Preventive medicine (vaccination), curative medicine (medical intervention during illness), social medicine (spread of health literacy) and provision of clean drinking water and good sanitation are the various forms of health expenditures.
Health expenditure directly increases the supply of healthy labour force and is, thus, a source of human capital formation.
ON THE JOB TRAINING
• Firms spend on giving on-the job-training to their workers.
• Workers may be trained in the firm itself under the supervision of a skilled worker or the workers may be sent for off-campus training.
• On-the-job training help firms to benefits from enhanced productivity because of the training. Expenditure regarding on-the-job training is a source of human capital formation because enhanced labour productivity is more than the cost of training.
MIGRATION
• People migrate in search of jobs that fetch them higher salaries than what they may get in their native places.
• Unemployment is the reason for the rural-urban migration in India.
• Technically qualified persons, like engineers and doctors, migrate to other countries because of higher salaries that they may get in such countries.
• Migration in both these cases involves cost of transport, higher cost of living in the migrated places and high social status.
• The enhanced earnings in the new place is more than the costs of migration; hence,expenditure on migration is also a source of human capital formation.
INFORMATION
• People spend to acquire information relating to the labour market and other markets.
• People want to know the level of salaries associated with various types of jobs, whether the educational institutions provide the right type of employable skills and at what cost.
• This information is necessary to make decisions regarding investments in human capital
• Expenditure on getting information relating to the labour market and other markets is also a source of human capital formation.
HUMAN CAPITAL AND ECONOMIC GROWTH
• The labour skill of an educated person is more than that of an uneducated person and skilled labour generates more.
• Economic growth means the increase in real national income of a country and the contribution of the educated and healthy person to economic growth is more than that of an illiterate person.
• This enhanced productivity of human beings contributes significantly towards increasing labour productivity and also brings in innovations and creates ability to absorb new technologies.
• Education provides knowledge to facilitate inventions and innovations.
• Education is measured in terms of years of schooling, teacher-pupil ratio and enrolment rates may not reflect the quality of education.
• Health services measured in monetary terms, life expectancy and mortality rates.

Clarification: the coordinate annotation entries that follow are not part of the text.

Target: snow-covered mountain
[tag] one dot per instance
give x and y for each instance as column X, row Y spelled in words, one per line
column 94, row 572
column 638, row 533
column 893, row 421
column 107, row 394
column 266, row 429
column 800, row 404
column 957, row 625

• Improvement in education and health sectors and growth in real per capita income in both developing and developed countries shows the measures of human capital. These are reasons to believe that human capital and economic growth flows in either directions. That is, higher income causes building of high level of human capital and vice versa.
HUMAN CAPITAL – INDIA
• India recognised the importance of human capital in economic growth long ago. With reference to India it states, between 2005 and 2020 India expects a 40 percent rise in the average years of education in India.

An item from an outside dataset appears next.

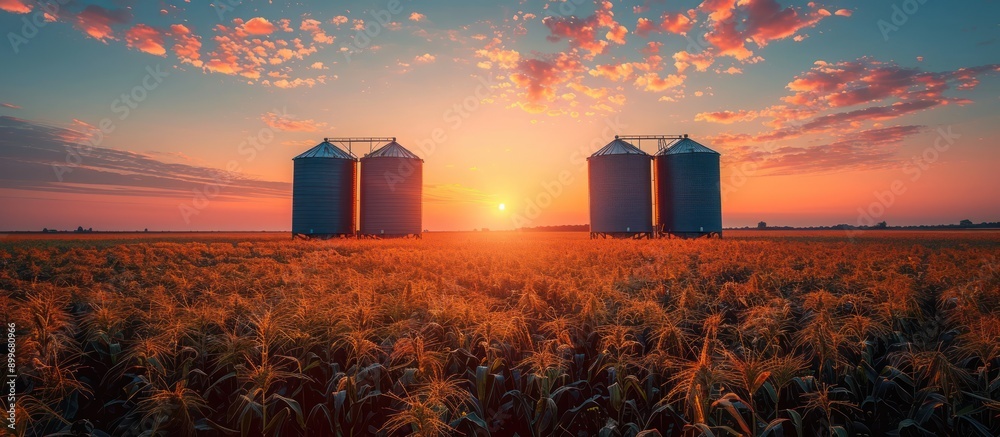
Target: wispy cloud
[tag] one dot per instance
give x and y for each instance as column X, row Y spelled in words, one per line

• Two independent reports on the Indian economy have identified that India would grow faster due to its strength in human capital formation.
• World Bank, in its recent report, 'India and the Knowledge Economy -Leveraging Strengths and Opportunities', states that India should make a transition to the knowledge economy and if it uses its knowledge as much as Ireland does then the per capita income of India will increase from little over $1000 per person to $3000 per person by 2020.
• Deutsche Bank, a German bank, in its report on 'Global Growth Centre’s (published on 1.7.05) identified that India will emerge as one among four growth centre’s in the world by 2020. It further states that the Indian economy has all the key ingredients for making this transition, such as, mass of skilled workers, a well-functioning democracy and a diversified science and technology infrastructure.